Mr. and Mrs. Wejack and the seven young Wejacks were very busy during the late summer and fall. They were getting food enough to last them all winter. They did not gather extra food and store it away as squirrels and muskrats and beavers and certain other of their relatives do. They prepared for winter as bears and raccoons do,—by eating as much as they could of the best tasting food they found and becoming very very fat indeed.

Early in the season the woodchucks had enjoyed eating dandelion blossoms, but of course they did not find many of these flowers in the fall. There were plenty of other kinds, however. The late blossoms of red clover tasted good to them and they liked these even after the flowers went to seed. Indeed they ate the seeds of various plants including some grain. Seeds are fattening, you know, so the diet they chose naturally was the best sort for them.


[Illustration]

Wejack sometimes found his way to the cornfield.

By the time really cold weather came, the nine woodchucks were all so fat that their plump bodies were rather heavy for such short legs to carry.

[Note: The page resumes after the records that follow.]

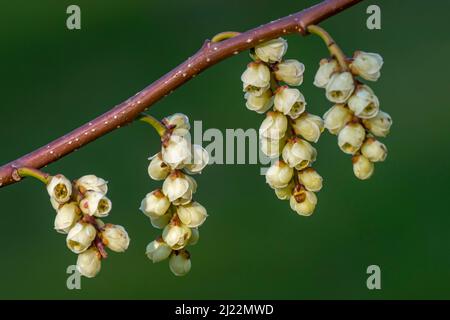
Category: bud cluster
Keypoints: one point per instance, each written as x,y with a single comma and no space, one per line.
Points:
172,207
356,117
287,129
79,206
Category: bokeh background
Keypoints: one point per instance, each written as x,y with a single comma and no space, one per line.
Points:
252,245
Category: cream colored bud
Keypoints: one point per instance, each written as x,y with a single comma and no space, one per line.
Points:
259,104
362,167
89,262
256,78
298,153
364,103
158,250
340,87
289,102
155,204
80,237
176,234
303,202
92,183
325,71
367,65
60,188
115,237
192,215
271,51
336,118
158,169
176,151
95,204
180,263
198,161
310,179
274,126
290,71
351,137
66,217
374,150
379,125
309,126
279,175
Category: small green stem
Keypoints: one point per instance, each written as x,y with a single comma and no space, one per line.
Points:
334,49
224,36
155,123
34,173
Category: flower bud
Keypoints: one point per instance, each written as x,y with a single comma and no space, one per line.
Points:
340,87
176,151
374,150
66,217
336,118
290,71
303,202
80,237
351,137
92,183
367,65
158,250
180,263
325,71
364,103
158,169
271,51
362,167
279,175
176,234
256,78
60,188
115,237
379,125
298,153
259,104
309,126
274,126
289,102
89,262
310,179
198,161
95,204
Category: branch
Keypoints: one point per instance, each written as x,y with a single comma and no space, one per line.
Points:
208,55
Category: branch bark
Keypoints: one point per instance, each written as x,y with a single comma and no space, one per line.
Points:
208,55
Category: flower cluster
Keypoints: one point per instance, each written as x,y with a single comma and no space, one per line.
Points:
356,117
79,205
172,208
288,129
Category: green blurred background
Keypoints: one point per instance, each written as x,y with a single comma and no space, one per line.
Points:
252,245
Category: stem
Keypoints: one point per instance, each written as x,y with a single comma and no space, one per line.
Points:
208,55
34,173
334,49
155,123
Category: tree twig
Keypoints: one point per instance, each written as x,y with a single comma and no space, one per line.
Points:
208,55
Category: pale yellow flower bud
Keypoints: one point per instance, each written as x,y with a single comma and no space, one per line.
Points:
289,102
362,167
340,87
290,71
279,175
336,118
351,137
309,126
271,51
256,78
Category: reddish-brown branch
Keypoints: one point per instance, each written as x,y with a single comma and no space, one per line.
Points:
209,54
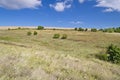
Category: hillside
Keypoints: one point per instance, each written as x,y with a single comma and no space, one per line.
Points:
41,57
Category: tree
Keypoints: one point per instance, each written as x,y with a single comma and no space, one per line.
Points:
80,29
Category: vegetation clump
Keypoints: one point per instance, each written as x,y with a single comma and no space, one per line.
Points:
29,33
56,36
35,33
64,36
93,30
40,28
112,54
80,29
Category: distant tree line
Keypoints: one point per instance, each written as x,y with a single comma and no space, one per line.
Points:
85,29
110,30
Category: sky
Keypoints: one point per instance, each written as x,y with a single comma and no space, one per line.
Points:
60,13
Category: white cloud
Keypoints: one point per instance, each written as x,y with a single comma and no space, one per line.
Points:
19,4
76,22
110,5
61,6
81,1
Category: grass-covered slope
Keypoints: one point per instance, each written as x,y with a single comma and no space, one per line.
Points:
41,57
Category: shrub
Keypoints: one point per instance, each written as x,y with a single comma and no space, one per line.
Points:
40,28
19,27
29,33
35,33
114,54
80,29
64,36
56,36
75,29
102,56
8,28
93,30
86,29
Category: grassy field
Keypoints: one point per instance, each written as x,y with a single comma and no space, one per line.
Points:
41,57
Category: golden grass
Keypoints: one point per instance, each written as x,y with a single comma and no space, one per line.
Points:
41,57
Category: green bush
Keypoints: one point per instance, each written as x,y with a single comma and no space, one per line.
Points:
102,56
93,30
35,33
9,29
64,36
56,36
29,33
40,28
80,29
114,54
75,29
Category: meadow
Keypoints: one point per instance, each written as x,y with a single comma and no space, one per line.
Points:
40,57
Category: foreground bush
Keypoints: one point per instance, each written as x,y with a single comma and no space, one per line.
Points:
56,36
40,28
93,30
29,33
35,33
114,54
64,36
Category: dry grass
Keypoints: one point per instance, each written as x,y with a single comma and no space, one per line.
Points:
43,58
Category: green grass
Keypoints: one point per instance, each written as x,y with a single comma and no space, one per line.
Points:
41,57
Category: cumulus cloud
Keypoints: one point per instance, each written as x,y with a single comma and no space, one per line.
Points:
61,6
81,1
76,22
110,5
20,4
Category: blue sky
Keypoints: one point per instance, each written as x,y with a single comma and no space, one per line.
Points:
60,13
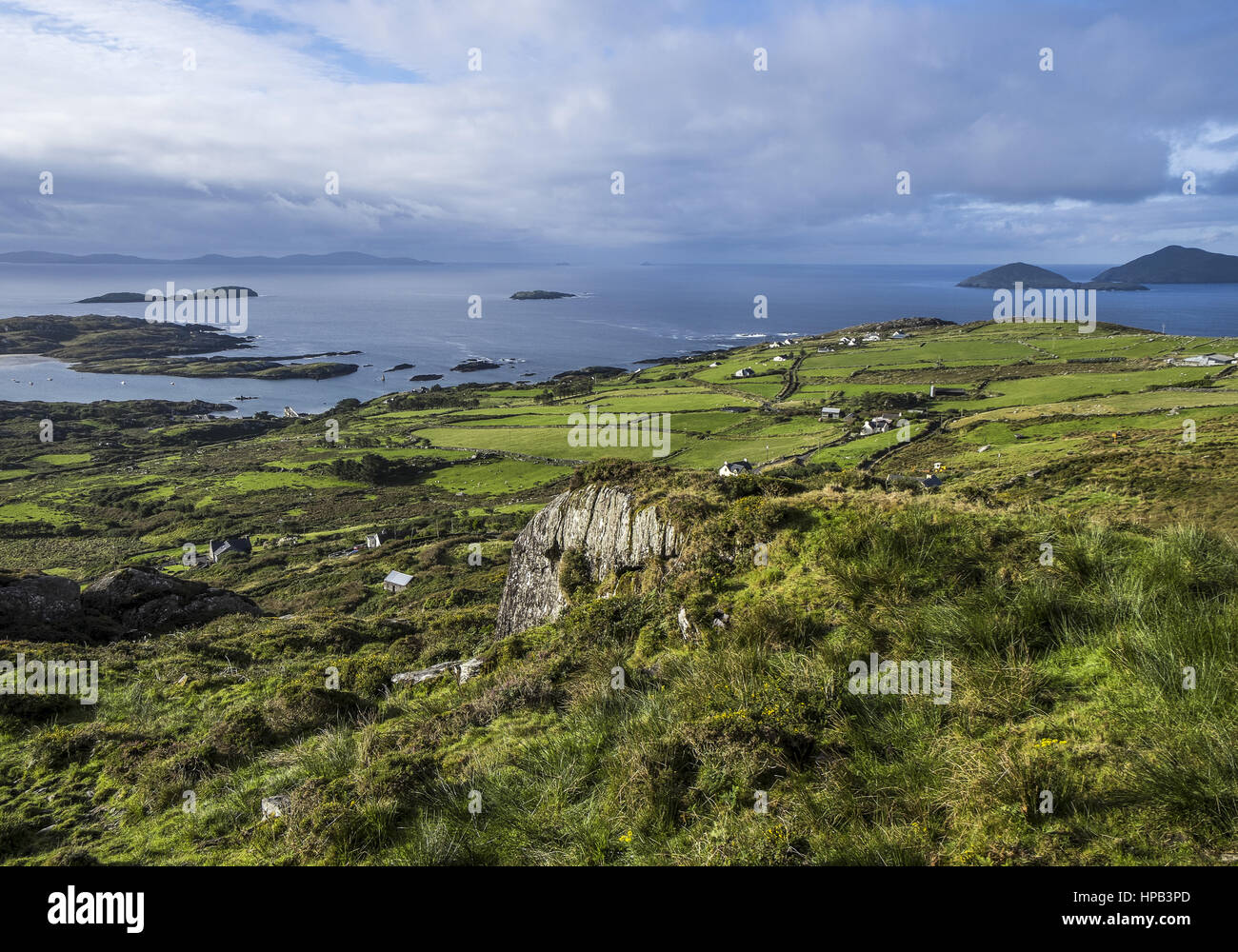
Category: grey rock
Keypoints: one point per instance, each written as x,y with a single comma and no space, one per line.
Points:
597,520
41,608
143,600
462,670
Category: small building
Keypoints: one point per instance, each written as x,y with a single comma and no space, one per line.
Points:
1208,361
735,468
238,545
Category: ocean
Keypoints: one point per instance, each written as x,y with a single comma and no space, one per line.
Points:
420,314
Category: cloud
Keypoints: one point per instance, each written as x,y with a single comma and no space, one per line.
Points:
721,161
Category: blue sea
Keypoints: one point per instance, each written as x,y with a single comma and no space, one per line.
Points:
420,314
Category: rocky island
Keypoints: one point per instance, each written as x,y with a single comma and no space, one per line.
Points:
1176,265
1032,276
134,297
99,345
473,363
540,295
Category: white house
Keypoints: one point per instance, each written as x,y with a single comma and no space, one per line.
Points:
735,468
1208,359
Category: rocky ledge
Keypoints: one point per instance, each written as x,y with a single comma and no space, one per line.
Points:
124,603
602,524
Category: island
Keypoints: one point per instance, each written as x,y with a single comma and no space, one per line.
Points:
540,295
1032,276
99,345
1177,265
132,297
469,367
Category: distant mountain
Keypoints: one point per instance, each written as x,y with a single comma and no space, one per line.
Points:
334,258
1007,275
1031,276
1177,265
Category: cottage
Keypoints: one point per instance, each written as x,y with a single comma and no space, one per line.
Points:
1208,361
735,468
239,545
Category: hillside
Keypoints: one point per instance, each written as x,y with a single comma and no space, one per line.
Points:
623,654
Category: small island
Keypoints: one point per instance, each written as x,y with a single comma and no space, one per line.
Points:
1040,277
540,295
1177,265
132,297
99,345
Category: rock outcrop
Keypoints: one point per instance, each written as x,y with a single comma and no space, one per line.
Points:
150,602
601,524
40,608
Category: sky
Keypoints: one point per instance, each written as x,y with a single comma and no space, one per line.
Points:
176,129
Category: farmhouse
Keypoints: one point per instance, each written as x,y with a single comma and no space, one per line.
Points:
877,425
735,468
1208,359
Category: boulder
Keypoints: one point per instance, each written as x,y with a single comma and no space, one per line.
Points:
597,520
40,608
145,601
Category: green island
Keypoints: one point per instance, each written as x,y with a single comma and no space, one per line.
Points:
623,652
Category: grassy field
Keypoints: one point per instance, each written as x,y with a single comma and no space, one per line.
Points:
1068,675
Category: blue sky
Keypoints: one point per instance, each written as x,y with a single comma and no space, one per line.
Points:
721,163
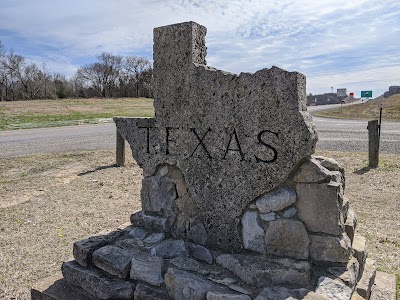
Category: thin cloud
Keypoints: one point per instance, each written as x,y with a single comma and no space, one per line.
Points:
333,42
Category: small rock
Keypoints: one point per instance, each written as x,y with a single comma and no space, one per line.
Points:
138,232
189,264
147,292
197,233
252,233
287,238
224,281
183,285
276,200
147,268
113,260
170,249
348,274
239,289
333,289
312,172
96,282
330,248
268,217
150,222
329,163
319,207
155,238
220,296
260,271
158,195
290,212
83,249
201,253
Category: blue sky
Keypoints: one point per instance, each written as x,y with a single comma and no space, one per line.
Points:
353,44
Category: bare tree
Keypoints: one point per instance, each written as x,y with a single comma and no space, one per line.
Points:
134,67
101,76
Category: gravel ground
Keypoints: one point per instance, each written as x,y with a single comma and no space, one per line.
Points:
49,201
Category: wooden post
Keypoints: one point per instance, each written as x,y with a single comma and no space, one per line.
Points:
120,150
373,143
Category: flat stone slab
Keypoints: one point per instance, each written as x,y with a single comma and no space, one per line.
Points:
183,285
56,287
114,260
262,271
96,283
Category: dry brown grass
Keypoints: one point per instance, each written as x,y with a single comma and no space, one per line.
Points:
49,201
46,113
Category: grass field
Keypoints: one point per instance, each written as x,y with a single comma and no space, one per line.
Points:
368,110
48,113
49,201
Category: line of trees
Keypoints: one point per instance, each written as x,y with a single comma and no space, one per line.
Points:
111,76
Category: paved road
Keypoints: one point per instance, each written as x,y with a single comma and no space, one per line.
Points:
338,135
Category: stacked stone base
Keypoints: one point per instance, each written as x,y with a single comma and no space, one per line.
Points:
134,263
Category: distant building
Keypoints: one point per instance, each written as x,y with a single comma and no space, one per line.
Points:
394,89
323,99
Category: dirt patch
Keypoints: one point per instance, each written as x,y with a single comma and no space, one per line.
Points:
50,201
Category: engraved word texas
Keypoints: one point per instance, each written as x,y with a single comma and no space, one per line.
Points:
203,140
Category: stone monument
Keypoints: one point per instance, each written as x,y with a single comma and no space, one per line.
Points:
234,205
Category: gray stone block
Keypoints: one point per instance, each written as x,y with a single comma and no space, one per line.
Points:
330,248
96,282
147,292
154,238
138,232
220,296
287,238
158,194
252,232
276,200
171,249
197,233
276,293
150,222
290,212
319,207
258,270
268,217
113,260
314,296
201,253
148,268
329,163
83,249
183,285
312,172
333,289
348,274
192,265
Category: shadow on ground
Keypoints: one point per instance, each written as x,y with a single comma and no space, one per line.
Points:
98,169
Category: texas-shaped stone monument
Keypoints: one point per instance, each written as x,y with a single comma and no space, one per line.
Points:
232,138
234,205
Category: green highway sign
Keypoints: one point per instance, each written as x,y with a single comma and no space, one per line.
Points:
366,94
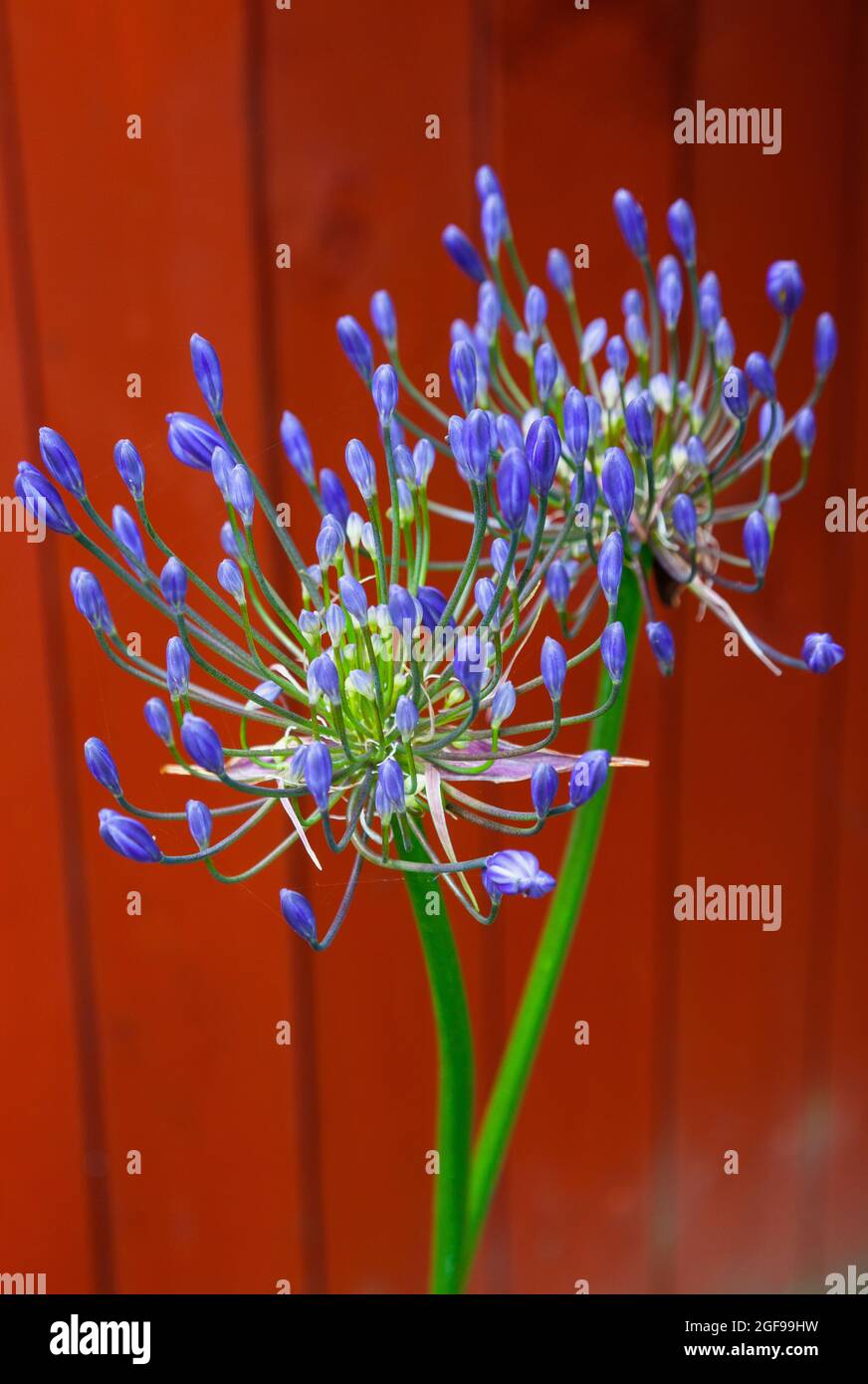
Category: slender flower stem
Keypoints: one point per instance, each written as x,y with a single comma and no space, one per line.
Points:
456,1064
549,958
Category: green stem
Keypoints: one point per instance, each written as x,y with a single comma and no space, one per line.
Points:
456,1065
549,958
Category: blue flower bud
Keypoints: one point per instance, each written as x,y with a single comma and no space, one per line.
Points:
177,667
552,666
389,794
199,822
356,346
609,567
757,543
333,496
503,703
319,774
206,369
202,744
542,453
631,222
588,776
127,533
173,582
783,287
684,519
102,764
130,467
129,837
558,584
542,788
559,272
825,344
382,316
43,501
613,650
617,485
821,653
297,447
662,645
191,440
516,872
683,230
91,600
463,254
383,390
229,576
158,719
804,430
61,461
300,914
736,394
640,425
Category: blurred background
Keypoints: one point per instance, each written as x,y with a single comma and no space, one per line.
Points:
307,126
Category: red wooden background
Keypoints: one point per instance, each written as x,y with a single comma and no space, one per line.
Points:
307,1163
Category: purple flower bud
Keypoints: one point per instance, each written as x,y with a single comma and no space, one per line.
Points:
127,837
406,717
611,567
382,316
559,272
202,744
804,430
542,788
173,582
683,230
158,719
684,519
516,872
383,390
356,346
783,287
613,650
61,461
631,222
545,369
206,369
760,372
503,705
617,485
821,653
297,447
588,776
825,344
558,584
333,496
552,666
102,764
463,373
736,392
319,774
463,254
191,440
640,425
229,576
300,914
542,453
662,645
757,543
177,667
43,501
199,822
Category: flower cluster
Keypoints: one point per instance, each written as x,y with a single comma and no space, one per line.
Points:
624,462
374,701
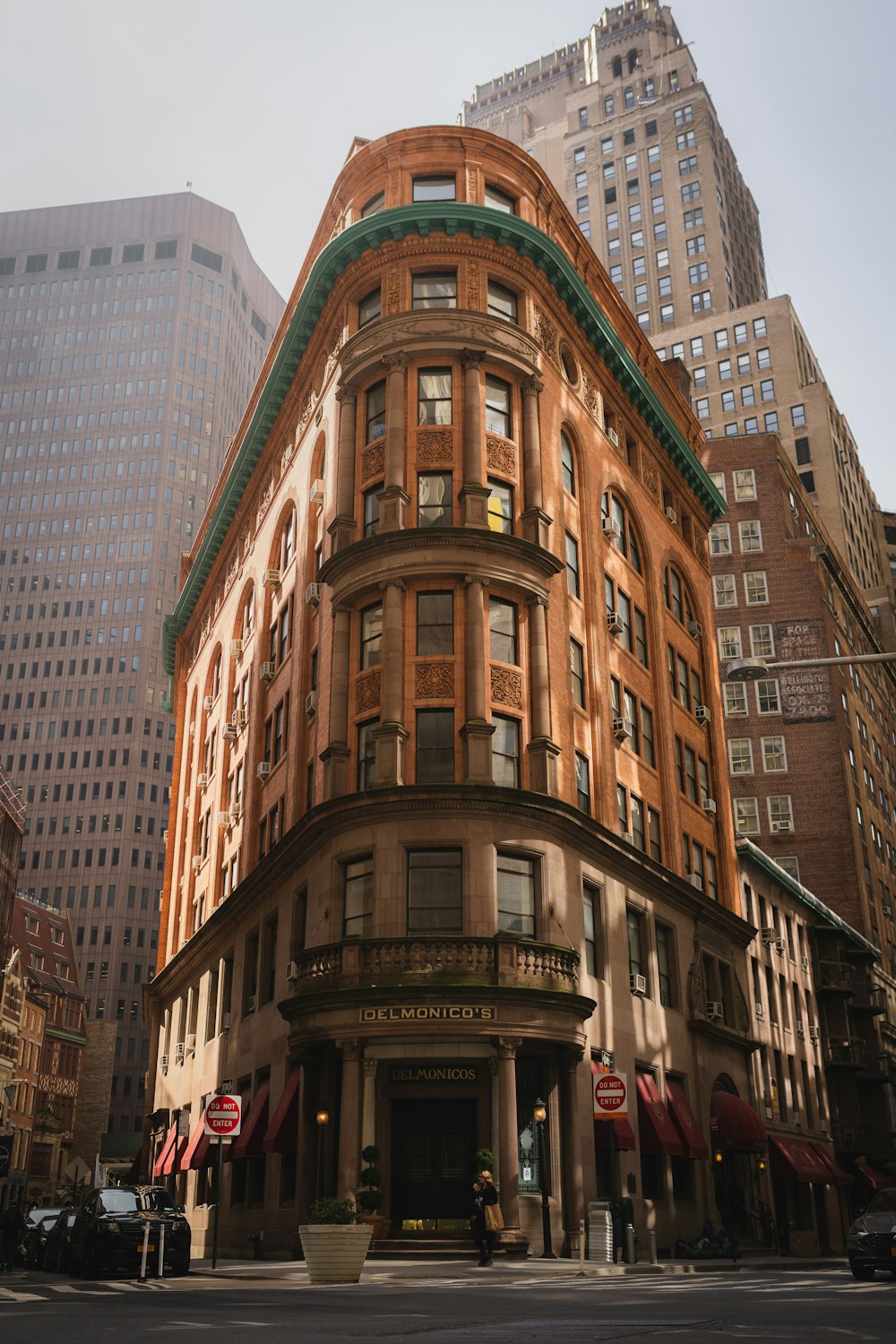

They seemed lazy in their motions. There came an extra chilly day, indeed, when they were too lazy to make any motions at all. They just lay curled up in the warm beds in their dens with their noses tucked under their round stomachs and slept.

Exactly how long they stayed there, I cannot tell you. There is a legend, as perhaps you know, that woodchucks always waken the second day of February and come out to test the weather. If the sun is shining, as it does on a snappy clear cold day, so the legend goes, the woodchucks see their shadows and return to their dens for another nap of six weeks.

Legends are most interesting though they cannot be taken for fact. This much, however, is certain,—these animals have that one day in the year named for them and February 2nd is known in our calendar as Ground-hog Day.


[Illustration]

This marmot is a western relative of the eastern woodchuck.